The cigar was blended by Edmundo Garcia of General Cigar Dominicana in Santiago. It incorporates Nicaraguan ligero, Brazilian mata fina, two types of Dominican piloto cubano, and a binder grown on Nestor Plasencia’s farm in Talanga, Honduras.
The Macanudo Maduro Vintage is packed in handsome 12-count mahogany chests. The initial release last year — the “Reserva Dorada” edition — attracted attention because each cigar was adorned with a concave metal band. I’ve been told the band acts as a humidity gauge, but I am a little sceptical on that point. I do, however, believe it would make a swell engagement ring. (Under certain unspecified circumstances, for the digitally well endowed.)
Only two sizes are made, a 6 x 49 perfecto, and a 6 x 54 toro. I am reviewing the toro, obviously.
The wrapper is dark but not matte black (an indication of natural processing), and is somewhat rustic despite its rich complexion. The round Cullman style cap is a trademark of the Macanudo line, so it is present here as well. All other construction qualities are excellent — a firm roll, an easy draw, and a solid (but slightly flaky) ash. The burn is surprisingly even for a maduro cigar.
Overall construction: Excellent.
As you’d expect from a Macanudo, this cigar is very smooth, but it has a bit more flair than your typical Mac.
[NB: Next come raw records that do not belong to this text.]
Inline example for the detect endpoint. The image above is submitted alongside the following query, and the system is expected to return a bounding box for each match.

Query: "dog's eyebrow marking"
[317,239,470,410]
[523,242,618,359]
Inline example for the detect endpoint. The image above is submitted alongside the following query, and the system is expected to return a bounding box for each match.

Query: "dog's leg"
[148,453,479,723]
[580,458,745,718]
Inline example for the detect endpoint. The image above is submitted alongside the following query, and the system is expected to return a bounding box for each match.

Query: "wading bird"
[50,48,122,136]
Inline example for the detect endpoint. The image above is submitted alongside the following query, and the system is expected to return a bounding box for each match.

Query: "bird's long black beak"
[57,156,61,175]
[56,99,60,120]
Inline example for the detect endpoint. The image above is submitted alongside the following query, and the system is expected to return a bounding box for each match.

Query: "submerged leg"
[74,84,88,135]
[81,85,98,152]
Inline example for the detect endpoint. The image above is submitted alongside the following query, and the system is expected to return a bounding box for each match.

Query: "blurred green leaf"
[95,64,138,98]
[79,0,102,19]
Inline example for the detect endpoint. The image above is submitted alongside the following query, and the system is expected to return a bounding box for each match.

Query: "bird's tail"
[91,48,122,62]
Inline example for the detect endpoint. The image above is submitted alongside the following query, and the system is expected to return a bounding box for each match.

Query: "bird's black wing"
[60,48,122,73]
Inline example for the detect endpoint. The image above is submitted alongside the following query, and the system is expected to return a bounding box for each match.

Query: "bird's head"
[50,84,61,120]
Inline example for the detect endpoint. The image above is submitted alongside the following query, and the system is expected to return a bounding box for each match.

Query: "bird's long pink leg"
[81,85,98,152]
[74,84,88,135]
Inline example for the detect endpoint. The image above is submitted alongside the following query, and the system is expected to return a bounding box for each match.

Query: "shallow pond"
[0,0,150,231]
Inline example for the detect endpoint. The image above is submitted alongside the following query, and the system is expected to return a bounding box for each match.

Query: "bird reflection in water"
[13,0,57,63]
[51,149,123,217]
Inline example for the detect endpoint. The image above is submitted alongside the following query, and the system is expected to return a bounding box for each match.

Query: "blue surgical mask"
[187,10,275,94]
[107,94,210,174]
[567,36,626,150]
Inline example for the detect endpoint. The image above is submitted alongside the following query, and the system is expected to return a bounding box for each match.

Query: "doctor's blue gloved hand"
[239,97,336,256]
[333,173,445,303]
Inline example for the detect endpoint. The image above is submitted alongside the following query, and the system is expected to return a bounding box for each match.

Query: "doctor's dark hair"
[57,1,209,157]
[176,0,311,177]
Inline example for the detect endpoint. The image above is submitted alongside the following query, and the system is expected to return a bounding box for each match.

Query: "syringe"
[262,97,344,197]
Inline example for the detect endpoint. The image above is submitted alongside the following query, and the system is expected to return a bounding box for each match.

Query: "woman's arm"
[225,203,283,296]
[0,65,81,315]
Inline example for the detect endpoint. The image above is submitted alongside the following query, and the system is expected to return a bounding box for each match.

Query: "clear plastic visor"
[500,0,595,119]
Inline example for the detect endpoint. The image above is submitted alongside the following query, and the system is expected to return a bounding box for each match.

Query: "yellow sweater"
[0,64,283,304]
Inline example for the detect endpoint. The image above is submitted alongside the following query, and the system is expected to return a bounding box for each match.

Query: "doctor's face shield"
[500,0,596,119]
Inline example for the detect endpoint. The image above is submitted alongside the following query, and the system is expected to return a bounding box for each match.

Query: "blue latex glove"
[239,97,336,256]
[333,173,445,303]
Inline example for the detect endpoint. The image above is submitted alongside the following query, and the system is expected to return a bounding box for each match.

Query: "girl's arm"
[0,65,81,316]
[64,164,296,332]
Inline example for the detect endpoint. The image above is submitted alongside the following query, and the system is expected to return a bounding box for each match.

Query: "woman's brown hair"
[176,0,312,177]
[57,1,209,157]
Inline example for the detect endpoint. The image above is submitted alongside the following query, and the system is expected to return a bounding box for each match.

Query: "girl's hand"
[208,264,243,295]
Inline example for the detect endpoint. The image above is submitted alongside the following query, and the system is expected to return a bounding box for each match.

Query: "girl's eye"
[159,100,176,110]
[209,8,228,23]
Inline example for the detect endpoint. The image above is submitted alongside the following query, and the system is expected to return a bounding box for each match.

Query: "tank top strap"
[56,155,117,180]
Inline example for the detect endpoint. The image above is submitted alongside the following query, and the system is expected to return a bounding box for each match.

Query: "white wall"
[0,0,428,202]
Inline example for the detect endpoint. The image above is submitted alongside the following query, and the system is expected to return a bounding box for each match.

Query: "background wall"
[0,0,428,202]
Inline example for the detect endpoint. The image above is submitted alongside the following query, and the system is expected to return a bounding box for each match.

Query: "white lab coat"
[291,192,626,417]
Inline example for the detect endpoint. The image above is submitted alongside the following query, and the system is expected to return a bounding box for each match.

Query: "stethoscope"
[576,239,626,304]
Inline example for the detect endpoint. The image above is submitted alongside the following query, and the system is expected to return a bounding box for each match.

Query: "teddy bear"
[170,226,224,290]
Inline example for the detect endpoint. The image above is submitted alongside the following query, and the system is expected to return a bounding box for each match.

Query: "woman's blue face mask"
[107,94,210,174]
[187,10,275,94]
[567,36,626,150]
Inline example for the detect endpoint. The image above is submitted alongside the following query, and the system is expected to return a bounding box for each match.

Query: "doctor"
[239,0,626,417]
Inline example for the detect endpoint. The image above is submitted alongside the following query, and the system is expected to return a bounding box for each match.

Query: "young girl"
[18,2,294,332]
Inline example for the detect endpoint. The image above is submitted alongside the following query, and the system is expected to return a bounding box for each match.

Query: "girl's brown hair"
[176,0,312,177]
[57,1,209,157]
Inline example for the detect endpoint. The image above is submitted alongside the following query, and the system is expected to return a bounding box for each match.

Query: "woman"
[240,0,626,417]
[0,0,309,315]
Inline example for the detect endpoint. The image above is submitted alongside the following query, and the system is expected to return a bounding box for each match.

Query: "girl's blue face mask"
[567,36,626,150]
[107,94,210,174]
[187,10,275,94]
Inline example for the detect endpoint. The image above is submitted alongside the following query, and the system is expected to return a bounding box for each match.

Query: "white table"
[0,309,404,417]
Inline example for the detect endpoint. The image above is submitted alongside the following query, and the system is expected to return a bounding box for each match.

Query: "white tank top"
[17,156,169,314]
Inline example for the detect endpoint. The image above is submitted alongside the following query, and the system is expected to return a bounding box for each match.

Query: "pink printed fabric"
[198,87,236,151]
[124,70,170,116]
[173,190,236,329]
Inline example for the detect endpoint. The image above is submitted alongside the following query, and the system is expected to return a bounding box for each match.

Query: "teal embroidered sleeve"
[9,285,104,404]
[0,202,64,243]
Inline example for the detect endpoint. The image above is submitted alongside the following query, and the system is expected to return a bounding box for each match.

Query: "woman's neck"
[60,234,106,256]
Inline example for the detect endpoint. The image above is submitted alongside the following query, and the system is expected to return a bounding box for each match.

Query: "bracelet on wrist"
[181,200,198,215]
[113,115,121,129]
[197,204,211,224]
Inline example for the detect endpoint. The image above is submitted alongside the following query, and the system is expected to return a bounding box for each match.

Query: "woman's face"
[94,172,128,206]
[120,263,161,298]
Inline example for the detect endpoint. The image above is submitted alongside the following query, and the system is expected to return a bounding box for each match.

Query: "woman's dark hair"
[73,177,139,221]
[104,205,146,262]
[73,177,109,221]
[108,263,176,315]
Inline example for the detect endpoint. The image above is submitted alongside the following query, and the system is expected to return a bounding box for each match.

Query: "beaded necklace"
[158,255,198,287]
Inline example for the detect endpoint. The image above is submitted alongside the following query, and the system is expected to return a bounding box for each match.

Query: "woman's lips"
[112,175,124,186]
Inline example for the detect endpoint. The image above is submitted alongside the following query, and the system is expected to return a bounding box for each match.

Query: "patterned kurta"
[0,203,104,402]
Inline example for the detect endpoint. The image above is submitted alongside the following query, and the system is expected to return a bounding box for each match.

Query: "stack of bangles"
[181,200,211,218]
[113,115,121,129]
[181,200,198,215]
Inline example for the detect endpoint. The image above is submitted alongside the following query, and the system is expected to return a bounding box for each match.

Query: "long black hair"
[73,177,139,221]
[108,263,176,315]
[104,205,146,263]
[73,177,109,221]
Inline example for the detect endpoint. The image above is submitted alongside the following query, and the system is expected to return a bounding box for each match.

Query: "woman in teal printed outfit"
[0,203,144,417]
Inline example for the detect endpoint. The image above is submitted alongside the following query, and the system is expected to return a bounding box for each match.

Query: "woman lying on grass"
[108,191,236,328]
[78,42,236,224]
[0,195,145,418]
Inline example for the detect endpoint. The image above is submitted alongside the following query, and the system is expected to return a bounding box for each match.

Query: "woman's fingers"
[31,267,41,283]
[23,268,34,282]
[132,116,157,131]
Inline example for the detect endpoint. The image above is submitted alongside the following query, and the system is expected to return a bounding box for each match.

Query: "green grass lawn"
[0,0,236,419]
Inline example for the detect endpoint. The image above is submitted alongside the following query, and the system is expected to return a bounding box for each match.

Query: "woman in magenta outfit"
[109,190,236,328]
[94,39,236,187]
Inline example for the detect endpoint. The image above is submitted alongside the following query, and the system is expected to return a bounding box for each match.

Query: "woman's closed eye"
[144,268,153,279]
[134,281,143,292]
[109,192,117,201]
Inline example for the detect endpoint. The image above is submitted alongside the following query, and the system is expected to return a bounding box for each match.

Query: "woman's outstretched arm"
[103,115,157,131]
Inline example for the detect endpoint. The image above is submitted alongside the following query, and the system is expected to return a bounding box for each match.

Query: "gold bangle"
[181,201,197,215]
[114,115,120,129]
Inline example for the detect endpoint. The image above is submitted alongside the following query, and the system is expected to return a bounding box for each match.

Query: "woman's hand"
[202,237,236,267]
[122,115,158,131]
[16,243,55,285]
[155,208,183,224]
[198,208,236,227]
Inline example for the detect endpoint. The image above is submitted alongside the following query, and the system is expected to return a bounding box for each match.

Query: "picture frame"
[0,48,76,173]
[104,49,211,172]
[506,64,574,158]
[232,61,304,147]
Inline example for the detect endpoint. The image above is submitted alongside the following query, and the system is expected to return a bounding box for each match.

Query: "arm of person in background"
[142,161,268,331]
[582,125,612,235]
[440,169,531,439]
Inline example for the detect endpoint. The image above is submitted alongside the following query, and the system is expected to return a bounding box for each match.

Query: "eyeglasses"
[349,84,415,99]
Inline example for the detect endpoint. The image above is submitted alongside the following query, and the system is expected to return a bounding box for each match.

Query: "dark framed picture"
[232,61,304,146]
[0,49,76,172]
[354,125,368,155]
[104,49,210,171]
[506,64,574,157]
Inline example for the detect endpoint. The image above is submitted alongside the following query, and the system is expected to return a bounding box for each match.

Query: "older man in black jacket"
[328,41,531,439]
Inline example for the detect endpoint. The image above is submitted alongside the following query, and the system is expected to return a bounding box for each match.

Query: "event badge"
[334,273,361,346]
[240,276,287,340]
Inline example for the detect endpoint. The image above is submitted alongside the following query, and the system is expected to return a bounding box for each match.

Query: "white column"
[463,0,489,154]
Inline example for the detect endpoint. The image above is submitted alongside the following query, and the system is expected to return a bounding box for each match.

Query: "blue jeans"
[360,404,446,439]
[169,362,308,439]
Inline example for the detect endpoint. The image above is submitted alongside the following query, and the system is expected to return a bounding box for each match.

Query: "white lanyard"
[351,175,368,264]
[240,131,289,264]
In the first third there is a fair amount of spice on the nose (though not on the palate) and the smoke is highly aromatic with wood and chocolate scents. The smoke texture is creamy and medium in body.
There is a little more heft in the middle section as the flavors grow slightly more robust. The cocoa and chocolate flavors migrate to the palate while the sweetness of the aroma intensifies and adds a touch of char.
The big surprise is in the final section of the cigar — a mild bite. Imagine that — a Macanudo with a bite! It is admittedly a playful one, and for the most part the cigar remains smooth with lots of chocolate and coffee notes to the end.
This Mac Maddy ’97 is a daddy of a smoke. It’s not tremendously complex, but it’s smooth and packs a whole lot more flavor than I’d expected. All of the flavors you’d expect from a top-shelf maduro are here — chocolate, wood, and sweet char — and it burns beautifully.
The going price for this cigar is around 9 USD per stick, but they’re a rare commodity at the moment. They seem to be sold out everywhere, which in itself is a good indication of its quality.